The FHIR Endpoint Manager reads the following environment variables:

These variables must be set on your system

  • LANTERN_CHPLAPIKEY: The key necessary for accessing CHPL

    Default value: <none>

    You can obtain a CHPL API key here.

  • LANTERN_1UP_CLIENT_SECRET: The client secret necessary for accessing the 1Up API

    Default value: none.

    You can obtain a 1UP client secret by following the registration instructions here.

  • LANTERN_1UP_CLIENT_ID: The client id necessary for accessing the 1Up API

    Default value: none.

    You can obtain a 1UP client ID by following the registration instructions here.

  • LANTERN_DBUSER_READONLY: The database user that the application will use to read from the database.

    Default value: none. This value is not used within the code. Suggested value: 'lantern_ro'

  • LANTERN_DBPASSWORD_READONLY: The password for accessing the database as user LANTERN_DBUSER_READONLY.

    Default value: none. This value is not used within the code. Suggested value: 'postgrespassword_ro'

  • LANTERN_DBUSER_READWRITE: The database user that the application will use to read or write to the database.

    Default value: none. This value is not used within the code. Suggested value: 'lantern_rw'

  • LANTERN_DBPASSWORD_READWRITE: The password for accessing the database as user LANTERN_DBUSER_READWRITE.

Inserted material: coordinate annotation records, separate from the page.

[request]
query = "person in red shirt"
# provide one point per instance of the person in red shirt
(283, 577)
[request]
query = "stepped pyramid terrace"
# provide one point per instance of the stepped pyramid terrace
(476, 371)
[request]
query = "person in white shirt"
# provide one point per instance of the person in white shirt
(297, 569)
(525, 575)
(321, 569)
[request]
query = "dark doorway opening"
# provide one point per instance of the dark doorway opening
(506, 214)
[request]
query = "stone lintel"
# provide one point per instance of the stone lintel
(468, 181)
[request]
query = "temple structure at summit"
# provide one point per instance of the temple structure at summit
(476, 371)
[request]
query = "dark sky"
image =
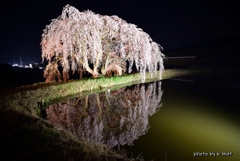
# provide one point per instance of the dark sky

    Default value: none. This value is not used within the code. Suggested value: 'postgrespassword_rw'

These variables can use the default values in development. These should be set on the production system.

  • LANTERN_DBHOST: The hostname where the database is hosted.

    Default value: localhost

  • LANTERN_DBPORT: The port where the database is hosted.

    Default value: 5432

  • LANTERN_DBUSER: The database user that the application will use to read and write from the database.

    Default value: lantern

  • LANTERN_DBPASSWORD: The password for accessing the database as user LANTERN_DBUSER.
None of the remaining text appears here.